Recently a new Bundlore variant was found that poses as a Flash Player installer (surprise, surprise). The installer will load an invisible helper file, which in turn loads a shell script, which then downloads and executes Bundlore from a malicious domain,
The whole process uses XOR to obfuscate it’s actions and movements. XOR (eXclusive OR) is popular way to hide data from untrained eyes, as the XORed data needs a key to be deciphered. Luckily, XOR is typically very easy to decipher—although sometimes malware authors will double-cycle XOR the data which makes it harder to translate garbled data into readable text.
This Bundlore dropper uses such an approach, as documented by Confiant in the following screenshot (note all of the “xor” in the left column).
The shell script that is decoded by the invisible helper file is also heavily obfuscated with XOR, but once the obfuscation is removed the data becomes readable and the script’s true intentions become known.
This fake Flash Player was signed with the developer certificate “Tadarrius Rashard Campbell (B9L873SNL3)” and notarized by Apple. Unfortunately, Apple often notarizes Mac malware. Apple was notified when this discovery was made, and they promptly revoked the certificate associated with this account.
Of course, we can expect to see further variants that simply pivot to another Apple Developer ID instead.
When we last checked, the second-stage malware URL was pushing an OSX/Pirrit spyware installer.
VirusBarrier detects this Bundlore variant as OSX/Bundlore.BEa and the current next-stage malware as OSX/Pirrit.clt.
How can one remove or prevent OSX/WizardUpdate, OSX/Bundlore, and other threats?
Given that Apple’s threat mitigation features such as notarization, Gatekeeper, XProtect, and MRT do not block many types of threats, it is evident that Apple’s own macOS protection methods are insufficient by themselves.
Related: Do Macs need antivirus software?
Intego VirusBarrier X9, included with Intego’s Mac Premium Bundle X9, can protect against, detect, and eliminate both OSX/WizardUpdate and OSX/Bundlore, as well as related malware, and all other Mac malware families.
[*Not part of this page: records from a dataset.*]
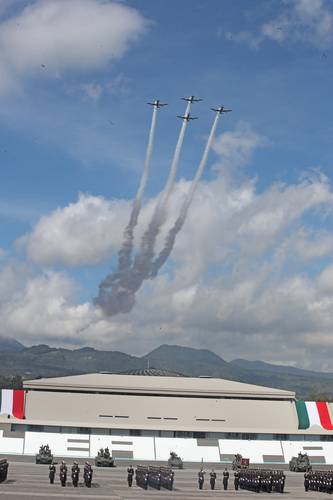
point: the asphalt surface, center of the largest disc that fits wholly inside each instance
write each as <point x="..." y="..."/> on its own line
<point x="29" y="481"/>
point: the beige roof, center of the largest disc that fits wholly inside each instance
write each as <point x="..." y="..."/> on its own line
<point x="175" y="386"/>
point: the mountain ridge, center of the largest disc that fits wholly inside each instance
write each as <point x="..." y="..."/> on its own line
<point x="44" y="361"/>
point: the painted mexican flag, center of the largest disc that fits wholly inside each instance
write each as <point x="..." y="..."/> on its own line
<point x="12" y="402"/>
<point x="313" y="413"/>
VirusBarrier is designed by Mac security experts, and it protects against a much wider variety of malware than Apple’s mitigation methods.
If you believe your Mac may have been infected, or to prevent future infections, it’s best to use antivirus software from a trusted Mac developer that includes real-time scanning, such as Intego VirusBarrier X9—which also protects Macs from M1-native malware, cross-platform malware, and more. Intego recently earned a 100% detection rating for Mac malware in two independent tests conducted by AV-Comparatives and AV-TEST.
Note: Intego customers running VirusBarrier X8, X7, or X6 on older versions of Mac OS X are also protected from these threats. It is best to upgrade to the latest versions of VirusBarrier and macOS, if possible, to ensure your Mac gets all the latest security updates from Apple.